EXPLANATIONS IN SCIENCEA principal aim of science is to offer explanations for all that is
happening in the world. But what does one mean by the term explanation? To
clarify the notion, let us consider the following situations:
A very small child in front of a turned on TV will be totally indifferent to
it. If a little older, she may be watching it happily, and the question may
not even arise in her mind as to how this is possible: people talking, cars
moving, music playing, etc. all on a screen in a box. Such wonderment does
not bother even some adults. At this stage there can be no science, since a
need for explanation has not been felt.
At a more advanced stage, the child may begin to wonder and ask someone
about the matter. If an adult were to say that there are live people and
things in the box who show up every time we turn the TV on, the child might
simply say, "Oh!," and be quite satisfied. As far as she is concerned, the
matter has been explained.
Next consider the fact that an object that is hurled into the air always
falls back. This was once explained thus: Just as a child who goes away from
home eventually returns, objects moving away from earth's surface return to
the ground which is their home.
Finally, consider the boiling of water when sufficiently heated. To explain
this, we may be told that the effect of heat on any substance is to change
its state from solid to liquid, and from liquid to gas. This explanation may
also be satisfactory to many.
A mature person will regard the first example of explaining TV as
ridiculous, the second as unscientific, and the one about water as partly
acceptable. In all instances, whether or not the person seeking the
explanation is satisfied in what matters. If so satisfied, as far as that
person is concerned, an explanation has been found. Explanations are
satisfactory or not, rather than right or wrong. On final analysis,
explanation is creating the impression that one understands what gives rise
to an observed fact or event.
The question that now arises is: How can one be sure that the impression of
having understood a phenomenon is no more than an illusion? Let us go back
to the adult's answer to the child concerning the TV. We may not find that
explanation satisfactory at all, but the child does. This is because of two
different and interrelated factors. First, the child's mind is as yet not
developed enough to recognize the impossibility, not to say the absurdity,
of the explanation. This is due to the fact that she is not sufficiently
familiar with the world. Thus, two conditions are necessary in giving or
evaluating an explanation: intellectual maturity, and familiarity with the
complexity of the world.
Explanations often involve cause-effect connections. But when we trace the
cause of a phenomenon, we may inquire into the cause of that cause, and so
on and on. In the scientific search, such quests lead to fundamental laws
and principles. All scientific explanations are based on the discovery or
formulation of laws, principles, and invariances in terms of which
occurrences in the phenomenal world may be understood.

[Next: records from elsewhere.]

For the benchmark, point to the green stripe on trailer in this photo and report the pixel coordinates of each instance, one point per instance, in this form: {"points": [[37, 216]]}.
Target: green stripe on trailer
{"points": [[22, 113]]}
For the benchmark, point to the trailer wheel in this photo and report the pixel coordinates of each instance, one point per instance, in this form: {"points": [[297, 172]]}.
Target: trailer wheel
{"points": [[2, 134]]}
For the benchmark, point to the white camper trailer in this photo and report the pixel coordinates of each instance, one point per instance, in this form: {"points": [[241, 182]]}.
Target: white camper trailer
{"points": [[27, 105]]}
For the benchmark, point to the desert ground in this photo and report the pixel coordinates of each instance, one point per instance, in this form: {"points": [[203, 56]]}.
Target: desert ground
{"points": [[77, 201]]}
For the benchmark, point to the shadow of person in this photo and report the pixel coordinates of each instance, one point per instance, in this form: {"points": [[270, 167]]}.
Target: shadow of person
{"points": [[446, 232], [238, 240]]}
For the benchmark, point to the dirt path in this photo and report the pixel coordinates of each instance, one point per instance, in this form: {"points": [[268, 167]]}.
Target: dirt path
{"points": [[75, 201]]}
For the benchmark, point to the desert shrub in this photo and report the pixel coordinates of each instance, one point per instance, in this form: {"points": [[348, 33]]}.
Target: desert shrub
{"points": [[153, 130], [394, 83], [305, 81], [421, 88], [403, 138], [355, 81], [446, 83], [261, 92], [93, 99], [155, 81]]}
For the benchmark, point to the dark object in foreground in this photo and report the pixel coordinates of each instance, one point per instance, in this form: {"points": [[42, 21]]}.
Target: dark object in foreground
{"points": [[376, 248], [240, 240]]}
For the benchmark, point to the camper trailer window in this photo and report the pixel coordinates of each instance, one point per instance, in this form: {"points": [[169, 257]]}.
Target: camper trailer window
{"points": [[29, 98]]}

However, in this framework, one often needs to assume the existence of
entities and processes that are not directly perceptible. Such assumptions
are implicit or explicit in the realm of scientific explanations, and are
part of scientific theories. Scientific explanations invariably involve
abstract concepts, logical connections, and invisible things. This is not
surprising, because explanation is the uncovering of order and logical
consistency through the mind's eye. The mind manipulates, not things and
stuff, but ideas and relations, concepts and consistencies.